Babylon kissed my feet. From the city of to the cities of Assur, Istar-sumeli and Accad, the land of Umlias, the cities of Zamban, Me-Turnut, and Durili, as far as the frontier of Kurdistan, the cities which lie upon the Tigris, whose seats had been established from of old, I restored the gods who dwelt within them to their places, and I founded for them a seat that should be long-enduring; all their peoples I collected, and I restored their habitations. And the gods of Sumer and Accad whom Nabonidos, to the anger of Merodach the lord of the gods, had brought into Babylon, by the command of Merodach the great lord I settled in their sanctuaries in peace in seats according to their hearts. May all the gods whom I have brought into their own cities intercede daily before Bel and Nebo that my days be long, may they pronounce blessings upon me, and may they say to Merodach my lord: Let Cyrus the king, thy worshipper and Cambyses his son accomplish the desire of their heart; let them enjoy length of days, I have settled the gods of all countries in a place of rest.”

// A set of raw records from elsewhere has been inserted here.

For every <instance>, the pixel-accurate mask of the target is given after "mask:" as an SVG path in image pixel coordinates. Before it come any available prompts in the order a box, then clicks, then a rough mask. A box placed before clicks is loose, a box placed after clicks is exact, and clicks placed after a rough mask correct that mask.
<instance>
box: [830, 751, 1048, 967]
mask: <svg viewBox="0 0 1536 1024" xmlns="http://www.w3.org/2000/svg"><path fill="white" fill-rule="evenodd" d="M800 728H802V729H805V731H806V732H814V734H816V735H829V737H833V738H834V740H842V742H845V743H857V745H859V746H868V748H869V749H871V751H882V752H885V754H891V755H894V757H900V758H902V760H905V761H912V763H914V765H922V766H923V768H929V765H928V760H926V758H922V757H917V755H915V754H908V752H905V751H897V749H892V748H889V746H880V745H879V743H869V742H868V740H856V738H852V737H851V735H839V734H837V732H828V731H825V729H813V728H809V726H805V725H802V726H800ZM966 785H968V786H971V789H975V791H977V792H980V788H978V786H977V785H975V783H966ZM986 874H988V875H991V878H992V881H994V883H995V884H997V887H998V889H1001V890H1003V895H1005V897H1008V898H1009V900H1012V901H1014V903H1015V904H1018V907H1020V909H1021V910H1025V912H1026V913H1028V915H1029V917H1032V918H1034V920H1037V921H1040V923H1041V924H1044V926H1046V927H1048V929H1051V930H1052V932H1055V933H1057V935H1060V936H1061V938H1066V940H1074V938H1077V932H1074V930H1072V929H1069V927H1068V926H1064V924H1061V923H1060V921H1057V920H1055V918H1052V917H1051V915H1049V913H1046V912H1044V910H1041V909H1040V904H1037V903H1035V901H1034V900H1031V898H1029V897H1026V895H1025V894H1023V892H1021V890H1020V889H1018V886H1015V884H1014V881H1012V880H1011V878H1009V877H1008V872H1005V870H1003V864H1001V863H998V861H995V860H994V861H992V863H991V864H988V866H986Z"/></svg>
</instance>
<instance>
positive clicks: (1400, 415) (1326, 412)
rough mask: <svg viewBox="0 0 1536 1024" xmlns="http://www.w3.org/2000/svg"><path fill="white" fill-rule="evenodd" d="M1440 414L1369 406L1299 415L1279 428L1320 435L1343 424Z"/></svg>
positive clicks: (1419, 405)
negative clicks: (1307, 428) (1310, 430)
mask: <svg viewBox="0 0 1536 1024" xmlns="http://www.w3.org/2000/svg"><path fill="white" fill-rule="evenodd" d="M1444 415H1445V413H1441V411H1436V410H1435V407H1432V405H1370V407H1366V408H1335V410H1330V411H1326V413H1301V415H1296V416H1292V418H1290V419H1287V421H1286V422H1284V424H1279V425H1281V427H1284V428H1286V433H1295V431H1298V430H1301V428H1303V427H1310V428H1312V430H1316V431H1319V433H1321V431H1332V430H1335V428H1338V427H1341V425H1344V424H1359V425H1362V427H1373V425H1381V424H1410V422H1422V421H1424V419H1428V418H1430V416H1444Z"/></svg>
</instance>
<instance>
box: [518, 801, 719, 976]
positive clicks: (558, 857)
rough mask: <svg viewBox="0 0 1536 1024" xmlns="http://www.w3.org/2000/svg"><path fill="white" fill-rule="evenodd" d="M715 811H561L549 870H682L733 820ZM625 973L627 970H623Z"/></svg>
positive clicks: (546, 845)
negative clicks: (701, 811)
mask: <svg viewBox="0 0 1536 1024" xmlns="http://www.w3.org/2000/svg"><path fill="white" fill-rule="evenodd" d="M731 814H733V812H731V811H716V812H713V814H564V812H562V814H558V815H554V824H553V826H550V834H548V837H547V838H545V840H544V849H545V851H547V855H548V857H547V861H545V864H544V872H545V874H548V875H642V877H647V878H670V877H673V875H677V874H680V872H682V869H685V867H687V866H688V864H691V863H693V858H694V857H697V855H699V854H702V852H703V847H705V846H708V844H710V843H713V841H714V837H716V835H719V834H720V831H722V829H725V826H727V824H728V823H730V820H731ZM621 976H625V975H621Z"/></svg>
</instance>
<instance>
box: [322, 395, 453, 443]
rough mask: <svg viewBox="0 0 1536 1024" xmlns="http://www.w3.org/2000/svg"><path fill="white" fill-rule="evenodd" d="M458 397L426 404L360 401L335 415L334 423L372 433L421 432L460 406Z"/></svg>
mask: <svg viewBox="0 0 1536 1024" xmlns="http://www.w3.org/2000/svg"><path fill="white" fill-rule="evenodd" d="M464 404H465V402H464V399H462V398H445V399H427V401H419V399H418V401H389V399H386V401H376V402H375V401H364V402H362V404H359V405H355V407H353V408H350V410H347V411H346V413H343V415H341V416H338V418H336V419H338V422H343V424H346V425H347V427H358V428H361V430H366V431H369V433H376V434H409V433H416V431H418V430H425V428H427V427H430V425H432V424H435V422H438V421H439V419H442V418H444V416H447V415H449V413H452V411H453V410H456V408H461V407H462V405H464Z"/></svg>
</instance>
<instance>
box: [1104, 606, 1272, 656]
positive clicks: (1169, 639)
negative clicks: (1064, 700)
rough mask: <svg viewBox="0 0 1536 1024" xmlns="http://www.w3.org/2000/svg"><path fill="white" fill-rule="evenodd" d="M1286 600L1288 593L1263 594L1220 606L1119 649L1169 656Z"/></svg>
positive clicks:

The facts revealed to us in these documents are in open conflict with the history of the rise of Cyrus and the conquest of Babylonia which Greek writers have handed down. For the first time we have a true and contemporaneous account of the events which led to the rise of the Persian empire narrated by the chief actors in them themselves. Cyrus proves to have been originally king, not of Persia, but of Ansan or Anzan. Ansan was a district of Elam, considerably to the north of Persia, and it had formed an important part of the territory over which the ancient kings of Elam had claimed rule. Indeed, in one Assyrian text Ansan is stated to be synonymous with Elam. Teispes, the ancestor of Cyrus, is said by Darius to have been the son of the Persian Akhsemenes and since Cyrus does not trace the kings of Ansan further back than Teispes, it seems probable that it was Teispes who conquered Ansan and established his authority there. Darius Hystaspes also traced his descent to Teispes through a brother of Cyrus I and as he declares at Behistan that eight of his forefathers had been kings before him “in two lines,” it has been supposed that while one of the sons of Teispes received Ansan as his share after his father’s death, another son, the great-grandfather of Darius, received Persia. At all events we learn from the Annalistic Tablet that Cyrus II did not become king of Persia until between the years B.C. 550 and B.C. 547. In B.C. 550 he is still “king of Ansan,” in B.C. 547 he has for the first time become “king of Persia.”